10.4 Model Tuning
The oml.automl.ModelTuning
class tunes the hyperparameters for the specified classification or regression algorithm and training data.
Model tuning is a laborious machine learning task that relies heavily on data scientist expertise. With limited user input, the oml.automl.ModelTuning
class automates this process using a highly-parallel, asynchronous gradient-based hyperparameter optimization algorithm to tune the hyperparameters of an Oracle Machine Learning algorithm.
The oml.automl.ModelTuning
class supports classification and regression algorithms. To use the oml.automl.ModelTuning
class, you specify a data set and an algorithm to obtain a tuned model and its corresponding hyperparameters. An advanced user can provide a customized hyperparameter search space and a non-default scoring metric to this black box optimizer.

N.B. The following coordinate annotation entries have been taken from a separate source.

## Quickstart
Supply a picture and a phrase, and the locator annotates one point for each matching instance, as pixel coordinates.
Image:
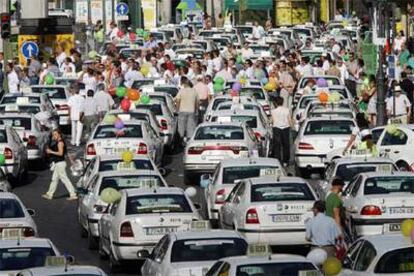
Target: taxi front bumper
(283, 236)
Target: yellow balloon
(110, 195)
(407, 226)
(127, 156)
(332, 266)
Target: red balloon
(125, 105)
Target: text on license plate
(152, 231)
(402, 210)
(286, 218)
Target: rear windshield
(219, 133)
(17, 123)
(10, 208)
(329, 127)
(156, 203)
(107, 131)
(396, 261)
(386, 185)
(52, 92)
(230, 174)
(275, 269)
(131, 181)
(280, 192)
(198, 250)
(112, 165)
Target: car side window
(394, 139)
(365, 256)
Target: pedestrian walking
(187, 101)
(322, 231)
(57, 154)
(282, 123)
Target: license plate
(152, 231)
(402, 210)
(286, 218)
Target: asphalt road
(57, 219)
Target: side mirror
(31, 212)
(143, 254)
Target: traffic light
(5, 25)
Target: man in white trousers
(76, 112)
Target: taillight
(8, 153)
(126, 230)
(142, 148)
(371, 210)
(251, 216)
(164, 124)
(220, 196)
(90, 149)
(305, 146)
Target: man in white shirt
(76, 105)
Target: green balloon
(145, 99)
(121, 91)
(49, 79)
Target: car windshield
(329, 127)
(274, 269)
(10, 208)
(52, 92)
(396, 261)
(17, 123)
(157, 203)
(386, 185)
(230, 174)
(198, 250)
(250, 121)
(109, 131)
(131, 181)
(219, 133)
(112, 165)
(280, 192)
(348, 171)
(21, 258)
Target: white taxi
(214, 142)
(91, 207)
(191, 253)
(251, 118)
(141, 218)
(374, 199)
(385, 254)
(137, 136)
(230, 171)
(13, 214)
(316, 138)
(268, 209)
(17, 253)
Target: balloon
(407, 226)
(219, 80)
(110, 195)
(321, 83)
(133, 95)
(49, 79)
(2, 159)
(318, 256)
(121, 91)
(119, 124)
(145, 99)
(332, 266)
(127, 156)
(323, 97)
(125, 105)
(109, 119)
(236, 86)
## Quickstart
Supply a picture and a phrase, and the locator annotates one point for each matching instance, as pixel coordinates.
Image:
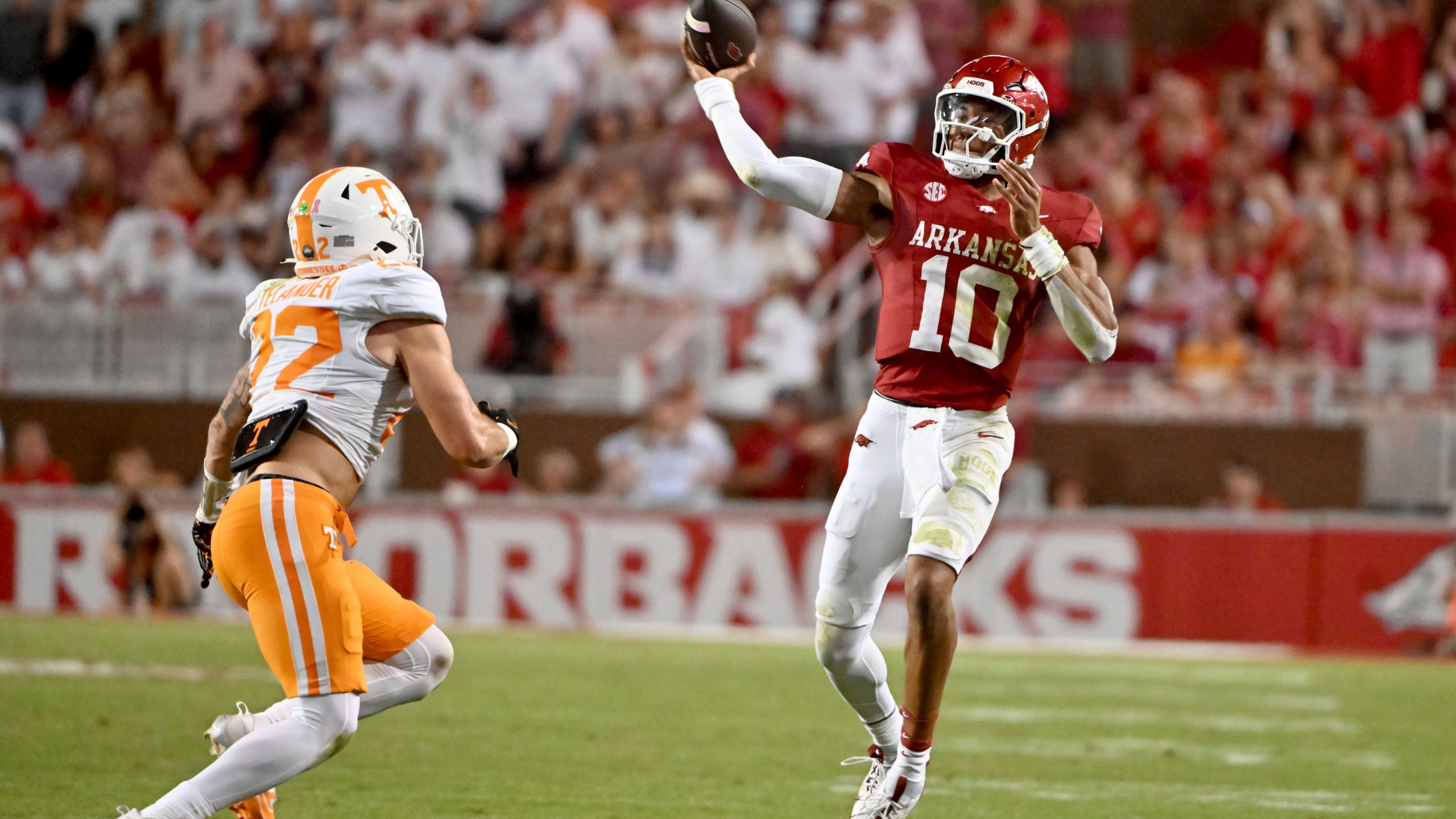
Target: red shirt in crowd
(21, 218)
(1047, 31)
(778, 446)
(1388, 69)
(53, 471)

For a partitioned model, if you pass in the column to partition on in the param_space
argument of the tune
method, oml.automl.ModelTuning
tunes the partitioned model’s hyperparameters.

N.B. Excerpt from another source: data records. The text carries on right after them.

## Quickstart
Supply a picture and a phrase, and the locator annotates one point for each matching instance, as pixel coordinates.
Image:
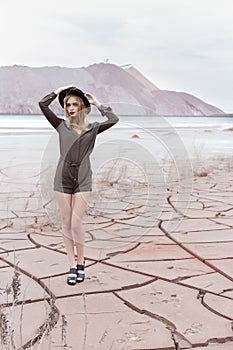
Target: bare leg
(64, 201)
(79, 207)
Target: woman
(73, 178)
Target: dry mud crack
(146, 287)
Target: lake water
(158, 135)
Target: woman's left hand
(91, 98)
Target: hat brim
(73, 92)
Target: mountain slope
(21, 88)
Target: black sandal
(80, 273)
(72, 276)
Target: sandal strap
(72, 275)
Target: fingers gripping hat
(73, 92)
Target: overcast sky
(181, 45)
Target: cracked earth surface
(148, 285)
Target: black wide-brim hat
(74, 92)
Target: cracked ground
(158, 273)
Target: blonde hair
(81, 115)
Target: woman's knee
(76, 223)
(66, 224)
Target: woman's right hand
(57, 91)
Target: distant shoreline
(225, 115)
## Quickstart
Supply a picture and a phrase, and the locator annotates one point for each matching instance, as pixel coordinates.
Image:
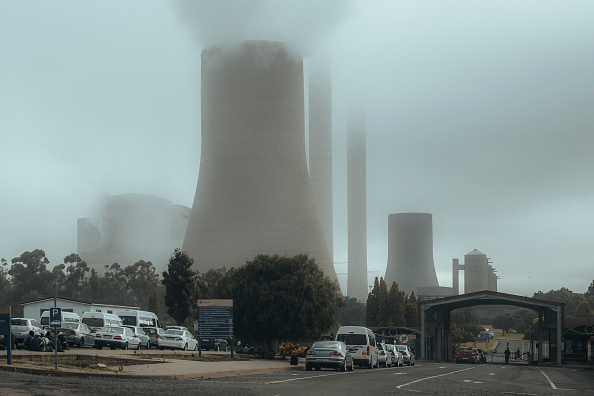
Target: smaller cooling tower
(410, 251)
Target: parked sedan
(177, 339)
(78, 334)
(214, 344)
(407, 355)
(331, 354)
(397, 359)
(116, 337)
(154, 333)
(138, 332)
(384, 357)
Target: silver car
(397, 359)
(116, 337)
(78, 334)
(330, 354)
(145, 340)
(407, 355)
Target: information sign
(55, 317)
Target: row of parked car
(355, 345)
(119, 336)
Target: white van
(133, 317)
(96, 320)
(361, 343)
(67, 317)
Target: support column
(559, 329)
(423, 346)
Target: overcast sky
(478, 112)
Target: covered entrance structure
(434, 317)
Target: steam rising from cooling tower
(410, 251)
(253, 194)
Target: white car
(385, 357)
(177, 339)
(116, 337)
(139, 332)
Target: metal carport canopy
(487, 297)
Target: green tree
(152, 305)
(280, 298)
(179, 286)
(583, 310)
(396, 299)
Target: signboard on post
(55, 317)
(215, 320)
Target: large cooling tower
(410, 251)
(253, 194)
(357, 206)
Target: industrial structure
(320, 143)
(410, 251)
(130, 228)
(254, 194)
(357, 206)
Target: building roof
(89, 302)
(475, 253)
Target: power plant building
(254, 194)
(130, 228)
(410, 252)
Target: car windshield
(326, 344)
(93, 322)
(352, 339)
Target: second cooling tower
(254, 194)
(410, 251)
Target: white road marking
(548, 379)
(435, 376)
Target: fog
(479, 113)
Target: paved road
(423, 378)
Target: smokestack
(320, 143)
(253, 194)
(357, 206)
(410, 251)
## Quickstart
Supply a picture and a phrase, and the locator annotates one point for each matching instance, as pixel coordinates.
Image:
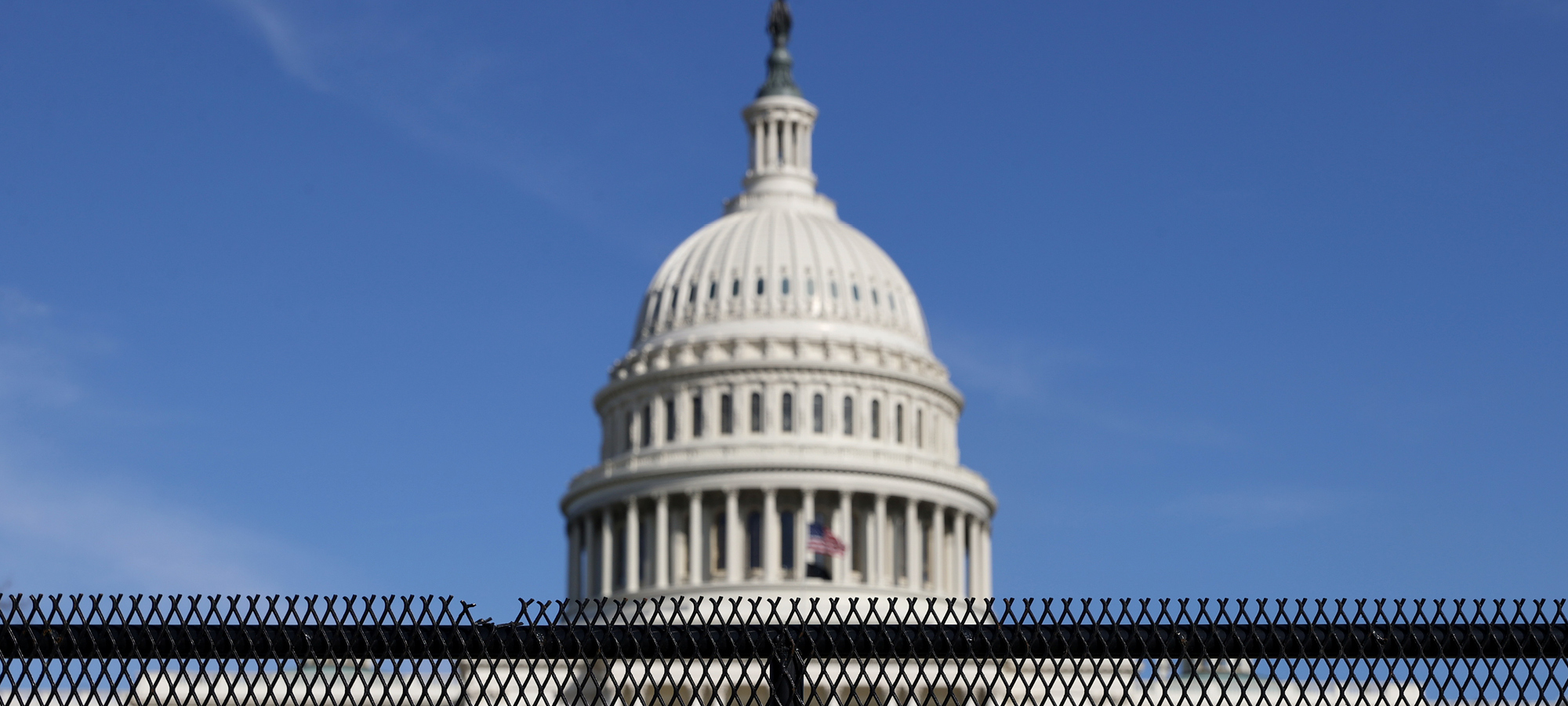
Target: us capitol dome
(780, 377)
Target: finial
(782, 79)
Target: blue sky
(1247, 299)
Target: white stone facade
(780, 374)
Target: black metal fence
(377, 650)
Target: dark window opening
(755, 540)
(720, 544)
(788, 539)
(670, 420)
(697, 417)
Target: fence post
(785, 679)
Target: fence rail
(427, 650)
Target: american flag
(822, 540)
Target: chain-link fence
(336, 650)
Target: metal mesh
(369, 650)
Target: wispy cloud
(1014, 368)
(463, 101)
(285, 38)
(71, 528)
(1257, 508)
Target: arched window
(788, 540)
(753, 540)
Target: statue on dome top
(780, 23)
(782, 79)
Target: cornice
(695, 371)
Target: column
(967, 550)
(938, 550)
(606, 553)
(634, 547)
(695, 537)
(733, 530)
(985, 559)
(662, 540)
(771, 148)
(575, 573)
(757, 147)
(844, 523)
(804, 519)
(771, 536)
(879, 545)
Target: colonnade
(705, 539)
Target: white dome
(783, 269)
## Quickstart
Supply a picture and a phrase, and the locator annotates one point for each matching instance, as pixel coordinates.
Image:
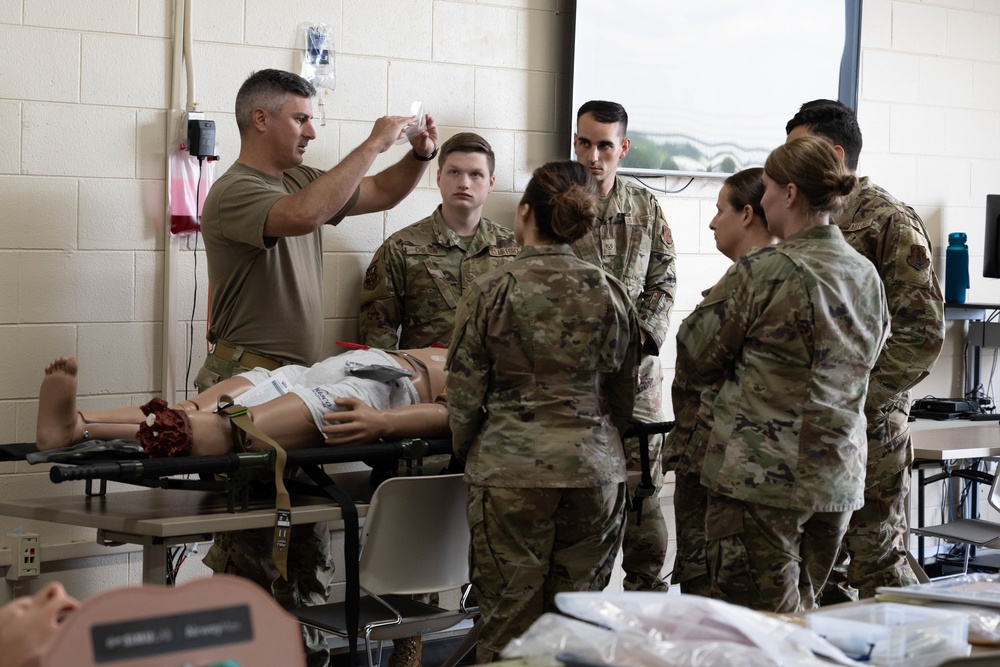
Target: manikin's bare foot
(58, 420)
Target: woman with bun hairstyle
(788, 336)
(541, 384)
(739, 226)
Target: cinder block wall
(83, 104)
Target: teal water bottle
(956, 268)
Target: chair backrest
(416, 536)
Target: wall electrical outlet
(26, 556)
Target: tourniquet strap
(244, 427)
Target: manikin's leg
(60, 425)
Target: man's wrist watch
(421, 158)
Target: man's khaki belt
(227, 352)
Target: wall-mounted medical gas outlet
(25, 556)
(201, 137)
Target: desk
(158, 518)
(935, 442)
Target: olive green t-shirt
(266, 292)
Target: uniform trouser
(768, 558)
(529, 544)
(690, 505)
(247, 553)
(873, 552)
(644, 548)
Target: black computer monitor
(991, 242)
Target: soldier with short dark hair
(417, 276)
(632, 242)
(893, 237)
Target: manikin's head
(558, 206)
(739, 223)
(601, 141)
(465, 172)
(831, 120)
(29, 624)
(274, 113)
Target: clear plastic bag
(639, 629)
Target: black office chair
(971, 532)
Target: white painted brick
(919, 28)
(475, 35)
(532, 150)
(10, 137)
(149, 286)
(38, 213)
(65, 140)
(447, 91)
(890, 76)
(8, 431)
(141, 66)
(895, 173)
(918, 130)
(873, 117)
(388, 28)
(353, 134)
(280, 23)
(156, 17)
(985, 180)
(972, 133)
(542, 5)
(698, 273)
(876, 24)
(196, 347)
(941, 180)
(39, 64)
(501, 207)
(186, 287)
(35, 346)
(121, 214)
(91, 15)
(501, 96)
(343, 273)
(417, 206)
(120, 357)
(10, 11)
(324, 151)
(553, 54)
(973, 35)
(225, 69)
(945, 82)
(358, 233)
(361, 90)
(220, 21)
(986, 86)
(76, 287)
(9, 298)
(150, 149)
(686, 223)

For information on the parameters and methods of the class, invoke
help(oml.automl.ModelTuning)
or see Oracle Machine Learning for Python API Reference.
Example 10-3 Using the oml.automl.ModelTuning
Class
This example creates an oml.automl.ModelTuning
object.
import oml
from oml import automl
import pandas as pd
from sklearn import datasets
# Load the breast cancer data set.
bc = datasets.load_breast_cancer()
bc_data = bc.data.astype(float)
X = pd.DataFrame(bc_data, columns = bc.feature_names)
y = pd.DataFrame(bc.target, columns = ['TARGET'])
# Create the database table BreastCancer.
oml_df = oml.create(pd.concat([X, y], axis=1),
table = 'BreastCancer')
# Split the data set into training and test data.
train, test = oml_df.split(ratio=(0.8, 0.2), seed = 1234)
X, y = train.drop('TARGET'), train['TARGET']
X_test, y_test = test.drop('TARGET'), test['TARGET']
# Start an automated model tuning run with a Decision Tree model.
at = automl.ModelTuning(mining_function='classification', score_metric='accuracy',
parallel=4)
results = at.tune('dt', X, y)
# Show the tuned model details.
tuned_model = results['best_model']
tuned_model
# Show the best tuned model train score and the
# corresponding hyperparameters.
score, params = results['all_evals'][0]
"{:.2}".format(score), ["{}:{}".format(k, params[k])
for k in sorted(params)]
# Use the tuned model to get the score on the test set.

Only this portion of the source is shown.